- At Tuesday’s meeting, the council unanimously passed a resolution lowering City Engineer Rich Miller’s salary and hours. Previously, he worked a 40 hour week with a salary of $86,595 with benefits. His new salary will be $52,500 with benefits and will work a 28 hour work week.
- Robert von Hasseln was re-appointed as city historian. Previously, von Hasseln had also served as the city’s community and economic director and therefore did not receive any additional compensation for his position as historian. As von Hasseln was not re-appointed to the CEDD position when Mayor Michael Villa took office in January, the council voted to restore the $5,000 per year stipend for the historian’s position.
- New members of the Amsterdam Land Bank Advisory committee were approved. The council passed a resolution appointing Calvin Cline, Assessor, Erin Covey, Robert DiCaprio, Tom McQuade,Code Enforcement Officer, Mike Sampone, Michael Villa, Mayor, Robert von Hasseln, Historian, and Michael Whitty, Fire Chief.
- Joe Emanuele, former mayor of Amsterdam, was appointed to the Amsterdam Industrial Development Agency, to replace current member David Nyles Nelson.
- The council unanimously approved a resolution to hire the Wladis Law Firm for legal advice in regards to interviewing for and hiring an accounting firm to help the controller’s office. The resolution authorizes up to $10,000 to be paid to the firm.
- According to Controller Matt Agresta, the city may have to pay approximately $60,000 in fees to Montgomery County in order to process the transfer of ownership of foreclosed properties to the city. At the meeting, Agresta said he is looking into whether those fees could be waived. However, the council authorized the transfer of $60,000 in contingency funds to cover the fees if needed.
- Urban Renewal Agency Director Nick Zabawsky said at the meeting that he is pursuing $5 million in funding to comply with an order from NY State Department of Environmental Conservation to make improvements to the city’s sewer system.

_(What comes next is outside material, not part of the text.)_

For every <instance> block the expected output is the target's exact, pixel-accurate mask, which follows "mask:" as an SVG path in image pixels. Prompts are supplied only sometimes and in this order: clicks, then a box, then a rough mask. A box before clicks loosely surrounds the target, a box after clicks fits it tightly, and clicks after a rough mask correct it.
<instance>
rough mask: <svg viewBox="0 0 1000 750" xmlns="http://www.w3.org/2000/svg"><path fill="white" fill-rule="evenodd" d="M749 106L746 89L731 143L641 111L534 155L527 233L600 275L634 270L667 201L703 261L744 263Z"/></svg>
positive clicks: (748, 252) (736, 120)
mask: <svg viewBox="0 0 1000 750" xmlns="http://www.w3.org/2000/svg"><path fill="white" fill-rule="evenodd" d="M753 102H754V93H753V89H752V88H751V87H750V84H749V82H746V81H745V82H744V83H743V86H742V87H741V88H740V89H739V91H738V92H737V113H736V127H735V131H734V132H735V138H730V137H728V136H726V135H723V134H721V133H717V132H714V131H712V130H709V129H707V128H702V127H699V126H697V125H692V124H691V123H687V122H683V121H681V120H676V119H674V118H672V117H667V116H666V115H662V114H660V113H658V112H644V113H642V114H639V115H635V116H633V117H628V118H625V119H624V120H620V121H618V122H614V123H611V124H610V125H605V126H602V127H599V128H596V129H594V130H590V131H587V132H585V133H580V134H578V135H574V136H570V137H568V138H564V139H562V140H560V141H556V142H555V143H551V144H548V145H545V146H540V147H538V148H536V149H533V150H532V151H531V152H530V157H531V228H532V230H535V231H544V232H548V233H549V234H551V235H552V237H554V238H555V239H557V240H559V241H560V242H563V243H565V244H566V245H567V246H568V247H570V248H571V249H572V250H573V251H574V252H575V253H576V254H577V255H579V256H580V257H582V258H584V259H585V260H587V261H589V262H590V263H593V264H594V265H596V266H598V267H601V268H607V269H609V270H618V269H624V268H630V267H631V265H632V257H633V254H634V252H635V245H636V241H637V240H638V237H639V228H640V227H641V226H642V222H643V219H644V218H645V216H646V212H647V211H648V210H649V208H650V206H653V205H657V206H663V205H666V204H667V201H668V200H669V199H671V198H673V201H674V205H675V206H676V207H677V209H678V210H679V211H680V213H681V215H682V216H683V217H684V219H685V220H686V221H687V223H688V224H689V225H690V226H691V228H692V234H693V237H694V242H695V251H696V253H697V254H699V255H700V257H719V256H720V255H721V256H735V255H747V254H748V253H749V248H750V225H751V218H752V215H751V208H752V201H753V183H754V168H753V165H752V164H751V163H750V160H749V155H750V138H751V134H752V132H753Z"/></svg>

Some of the proposed work includes upgrades to three pump stations and replacement of old piping. Zabawsky said that he hopes to secure a $1.2 million grant toward the total amount. He also said the city qualifies for additional zero-interest bonding. The council approved a resolution accepting lead agency status for the city under the State Environmental Quality Review Act (SEQR), a necessary step in the funding approval process.